Elles n’ont pas été bonnes, c’est le moins que l’on puisse dire. Même si aucun parti ne peut se satisfaire d’une abstention aussi massive.

Cette abstention s’explique par plusieurs points :
d’abord ces conseillers généraux ne seront élus que pour 3 ans puis disparaîtront, remplacés par les conseillers territoriaux.
Ensuite, la campagne a été occultée par les drames internationaux : Libye et Japon qui dans l’esprit des Français étaient certainement plus important que le fait d’élire un conseiller général.
Enfin, nous avons été mauvais aussi bien l’UMP que le PS.
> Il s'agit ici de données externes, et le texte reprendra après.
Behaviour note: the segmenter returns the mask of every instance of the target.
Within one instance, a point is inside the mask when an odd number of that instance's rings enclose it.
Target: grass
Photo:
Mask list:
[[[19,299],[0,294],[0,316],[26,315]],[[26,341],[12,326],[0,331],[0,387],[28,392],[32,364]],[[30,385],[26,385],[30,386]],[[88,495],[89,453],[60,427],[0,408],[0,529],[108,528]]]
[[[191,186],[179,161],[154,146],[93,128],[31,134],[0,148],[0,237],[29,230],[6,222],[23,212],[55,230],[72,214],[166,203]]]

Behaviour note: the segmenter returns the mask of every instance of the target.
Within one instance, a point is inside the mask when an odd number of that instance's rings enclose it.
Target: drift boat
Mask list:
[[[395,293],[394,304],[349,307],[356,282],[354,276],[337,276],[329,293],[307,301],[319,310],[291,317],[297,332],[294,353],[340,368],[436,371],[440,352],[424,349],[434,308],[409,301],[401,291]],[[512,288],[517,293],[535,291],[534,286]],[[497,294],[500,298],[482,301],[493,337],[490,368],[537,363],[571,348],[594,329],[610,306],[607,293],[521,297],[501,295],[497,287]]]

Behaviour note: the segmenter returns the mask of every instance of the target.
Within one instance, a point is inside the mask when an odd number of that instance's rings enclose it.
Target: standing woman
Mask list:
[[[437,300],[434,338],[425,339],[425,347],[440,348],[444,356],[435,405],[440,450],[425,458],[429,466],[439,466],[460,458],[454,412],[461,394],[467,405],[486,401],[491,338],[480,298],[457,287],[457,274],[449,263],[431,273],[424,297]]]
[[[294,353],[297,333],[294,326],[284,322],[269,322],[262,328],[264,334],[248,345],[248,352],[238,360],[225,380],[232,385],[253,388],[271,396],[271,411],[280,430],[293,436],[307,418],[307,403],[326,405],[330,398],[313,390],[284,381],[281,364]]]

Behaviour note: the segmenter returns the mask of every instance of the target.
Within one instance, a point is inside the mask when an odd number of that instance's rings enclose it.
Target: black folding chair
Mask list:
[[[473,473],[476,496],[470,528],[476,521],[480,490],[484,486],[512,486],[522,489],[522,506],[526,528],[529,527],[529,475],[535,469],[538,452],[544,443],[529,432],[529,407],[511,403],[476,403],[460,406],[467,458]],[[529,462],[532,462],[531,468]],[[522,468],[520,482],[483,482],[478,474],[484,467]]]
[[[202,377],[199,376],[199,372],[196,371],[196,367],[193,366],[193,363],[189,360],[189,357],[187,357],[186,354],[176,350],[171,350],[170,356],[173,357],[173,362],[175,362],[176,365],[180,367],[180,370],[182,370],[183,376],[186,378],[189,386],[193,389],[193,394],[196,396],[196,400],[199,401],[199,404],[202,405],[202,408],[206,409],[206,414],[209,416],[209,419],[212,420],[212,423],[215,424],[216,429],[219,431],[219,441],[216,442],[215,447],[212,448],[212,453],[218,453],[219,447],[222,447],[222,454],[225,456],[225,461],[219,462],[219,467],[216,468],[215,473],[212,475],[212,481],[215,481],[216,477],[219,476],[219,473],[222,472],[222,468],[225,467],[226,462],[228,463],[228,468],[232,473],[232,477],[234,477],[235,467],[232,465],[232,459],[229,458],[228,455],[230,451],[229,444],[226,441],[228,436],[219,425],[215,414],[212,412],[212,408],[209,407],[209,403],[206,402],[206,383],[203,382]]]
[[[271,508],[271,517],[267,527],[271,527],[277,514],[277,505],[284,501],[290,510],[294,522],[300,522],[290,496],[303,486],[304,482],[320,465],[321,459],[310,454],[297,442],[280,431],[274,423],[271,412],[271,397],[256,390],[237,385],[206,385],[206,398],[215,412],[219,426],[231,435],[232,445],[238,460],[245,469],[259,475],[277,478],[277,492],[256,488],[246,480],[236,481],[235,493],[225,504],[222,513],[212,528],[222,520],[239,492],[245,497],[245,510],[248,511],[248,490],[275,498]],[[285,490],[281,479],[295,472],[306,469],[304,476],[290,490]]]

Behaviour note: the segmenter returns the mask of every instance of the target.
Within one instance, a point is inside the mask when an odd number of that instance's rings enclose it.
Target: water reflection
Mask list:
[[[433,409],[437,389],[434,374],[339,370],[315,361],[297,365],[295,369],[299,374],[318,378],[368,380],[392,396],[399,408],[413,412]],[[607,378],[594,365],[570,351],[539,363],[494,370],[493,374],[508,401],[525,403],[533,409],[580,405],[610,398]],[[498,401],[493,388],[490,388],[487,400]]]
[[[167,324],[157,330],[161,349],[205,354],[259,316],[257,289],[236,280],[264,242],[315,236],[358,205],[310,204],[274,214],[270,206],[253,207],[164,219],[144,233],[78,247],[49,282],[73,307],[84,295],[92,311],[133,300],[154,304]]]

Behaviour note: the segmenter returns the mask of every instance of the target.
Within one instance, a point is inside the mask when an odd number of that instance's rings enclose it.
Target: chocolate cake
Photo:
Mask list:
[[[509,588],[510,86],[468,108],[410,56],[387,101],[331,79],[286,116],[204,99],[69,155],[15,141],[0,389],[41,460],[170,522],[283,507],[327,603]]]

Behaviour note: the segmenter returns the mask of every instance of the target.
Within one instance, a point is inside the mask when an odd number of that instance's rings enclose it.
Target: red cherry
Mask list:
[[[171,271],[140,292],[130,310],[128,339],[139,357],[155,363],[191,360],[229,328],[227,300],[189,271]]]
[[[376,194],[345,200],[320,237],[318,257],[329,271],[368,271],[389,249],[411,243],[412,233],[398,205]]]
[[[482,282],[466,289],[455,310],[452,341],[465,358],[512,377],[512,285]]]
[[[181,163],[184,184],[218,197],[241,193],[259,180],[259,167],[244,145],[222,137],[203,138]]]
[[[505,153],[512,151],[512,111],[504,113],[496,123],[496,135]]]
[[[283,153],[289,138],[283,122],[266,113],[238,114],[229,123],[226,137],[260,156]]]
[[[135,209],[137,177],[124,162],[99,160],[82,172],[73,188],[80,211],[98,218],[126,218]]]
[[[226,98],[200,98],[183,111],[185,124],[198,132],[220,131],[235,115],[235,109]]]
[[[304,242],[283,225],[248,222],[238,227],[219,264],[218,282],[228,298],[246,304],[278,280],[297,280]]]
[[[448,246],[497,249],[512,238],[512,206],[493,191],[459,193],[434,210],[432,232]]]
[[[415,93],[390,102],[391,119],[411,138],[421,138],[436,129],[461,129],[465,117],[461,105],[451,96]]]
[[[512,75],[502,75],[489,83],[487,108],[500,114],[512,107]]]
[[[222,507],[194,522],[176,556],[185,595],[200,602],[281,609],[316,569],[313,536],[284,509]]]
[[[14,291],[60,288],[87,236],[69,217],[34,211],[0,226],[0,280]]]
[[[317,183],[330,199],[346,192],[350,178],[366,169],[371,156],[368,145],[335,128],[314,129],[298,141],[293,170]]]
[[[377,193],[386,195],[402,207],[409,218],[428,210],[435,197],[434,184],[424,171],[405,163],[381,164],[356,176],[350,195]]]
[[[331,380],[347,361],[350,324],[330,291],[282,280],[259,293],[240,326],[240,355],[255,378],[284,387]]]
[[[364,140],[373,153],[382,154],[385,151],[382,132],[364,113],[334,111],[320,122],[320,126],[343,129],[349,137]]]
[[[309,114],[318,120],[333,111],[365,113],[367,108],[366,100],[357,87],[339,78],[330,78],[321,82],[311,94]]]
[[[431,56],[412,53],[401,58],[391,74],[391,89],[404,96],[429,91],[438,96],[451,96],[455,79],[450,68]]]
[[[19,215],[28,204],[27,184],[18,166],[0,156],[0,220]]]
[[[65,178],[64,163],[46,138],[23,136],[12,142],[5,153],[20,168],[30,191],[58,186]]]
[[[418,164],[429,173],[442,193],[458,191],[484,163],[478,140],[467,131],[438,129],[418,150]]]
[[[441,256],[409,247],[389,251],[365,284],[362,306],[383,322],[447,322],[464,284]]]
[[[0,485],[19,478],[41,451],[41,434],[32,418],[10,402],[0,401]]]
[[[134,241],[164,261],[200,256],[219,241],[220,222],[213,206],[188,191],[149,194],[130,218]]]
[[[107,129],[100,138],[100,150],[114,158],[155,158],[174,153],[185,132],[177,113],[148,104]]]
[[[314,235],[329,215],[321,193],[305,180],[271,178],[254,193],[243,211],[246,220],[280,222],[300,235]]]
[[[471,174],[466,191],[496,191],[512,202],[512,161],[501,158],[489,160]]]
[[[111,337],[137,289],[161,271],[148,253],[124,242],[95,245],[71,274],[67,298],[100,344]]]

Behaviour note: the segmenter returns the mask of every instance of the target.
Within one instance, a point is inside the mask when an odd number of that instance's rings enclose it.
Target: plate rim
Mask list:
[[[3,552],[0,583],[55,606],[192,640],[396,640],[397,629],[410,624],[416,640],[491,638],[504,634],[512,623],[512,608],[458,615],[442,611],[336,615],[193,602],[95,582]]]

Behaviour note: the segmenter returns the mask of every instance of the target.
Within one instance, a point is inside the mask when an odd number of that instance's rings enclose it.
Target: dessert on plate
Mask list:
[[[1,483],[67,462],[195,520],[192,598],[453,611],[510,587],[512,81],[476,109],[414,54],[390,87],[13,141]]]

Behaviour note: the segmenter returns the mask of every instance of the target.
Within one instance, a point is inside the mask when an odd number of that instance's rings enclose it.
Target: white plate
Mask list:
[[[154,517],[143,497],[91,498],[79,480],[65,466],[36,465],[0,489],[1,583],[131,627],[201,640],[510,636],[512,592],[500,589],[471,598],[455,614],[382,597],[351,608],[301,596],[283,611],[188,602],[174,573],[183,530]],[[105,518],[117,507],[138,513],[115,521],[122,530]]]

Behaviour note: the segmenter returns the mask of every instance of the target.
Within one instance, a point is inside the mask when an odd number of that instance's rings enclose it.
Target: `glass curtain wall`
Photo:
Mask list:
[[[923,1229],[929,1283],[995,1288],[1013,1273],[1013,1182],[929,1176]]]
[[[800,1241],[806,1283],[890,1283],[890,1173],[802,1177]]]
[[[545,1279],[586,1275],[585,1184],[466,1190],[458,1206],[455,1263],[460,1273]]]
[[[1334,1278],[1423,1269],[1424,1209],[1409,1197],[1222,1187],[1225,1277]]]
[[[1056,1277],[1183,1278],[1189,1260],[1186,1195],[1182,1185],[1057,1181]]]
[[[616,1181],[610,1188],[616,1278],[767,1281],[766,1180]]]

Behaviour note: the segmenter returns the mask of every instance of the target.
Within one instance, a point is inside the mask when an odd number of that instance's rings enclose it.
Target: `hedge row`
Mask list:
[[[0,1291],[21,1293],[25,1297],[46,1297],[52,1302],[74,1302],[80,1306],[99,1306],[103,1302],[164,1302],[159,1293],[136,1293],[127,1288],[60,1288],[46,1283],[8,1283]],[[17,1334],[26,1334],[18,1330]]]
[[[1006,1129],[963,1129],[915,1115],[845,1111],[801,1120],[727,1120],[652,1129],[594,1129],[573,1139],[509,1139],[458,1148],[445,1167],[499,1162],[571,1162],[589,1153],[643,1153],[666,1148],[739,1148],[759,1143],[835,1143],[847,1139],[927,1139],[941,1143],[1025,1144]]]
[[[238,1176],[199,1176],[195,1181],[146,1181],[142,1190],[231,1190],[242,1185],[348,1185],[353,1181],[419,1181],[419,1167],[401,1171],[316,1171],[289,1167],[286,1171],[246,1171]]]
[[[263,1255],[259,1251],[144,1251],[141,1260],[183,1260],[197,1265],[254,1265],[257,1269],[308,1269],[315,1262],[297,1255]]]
Mais laissons le PS de côté. L’UMP a depuis un certain temps montré des « hésitations » lançant des débats souvent inutiles toujours arrêtés avant la fin. Pourquoi avoir stoppé le débat sur l’identité nationale ? Ce débat aurait pu être digne et utile. Qu’est ce qu’être français ? Comment devient-on français ? Deux questions fondamentales, souvent résolues par les autres pays européens. Pourquoi n’avons nous pas été jusqu’au bout de notre réflexion ? Pourquoi avoir eu peur des critiques de la gauche qui elle veut faire monter le Front national. C’est l’exemple d’une hésitation, il y en a d’autres…

*
*   *

Mais nous sommes maintenant entre les deux tours de ces cantonales.Le PS « exige » un front républicain ! Je ne suis pas pour mais je ne voterai pas pour le FN ! C’est chose dite et enregistrée.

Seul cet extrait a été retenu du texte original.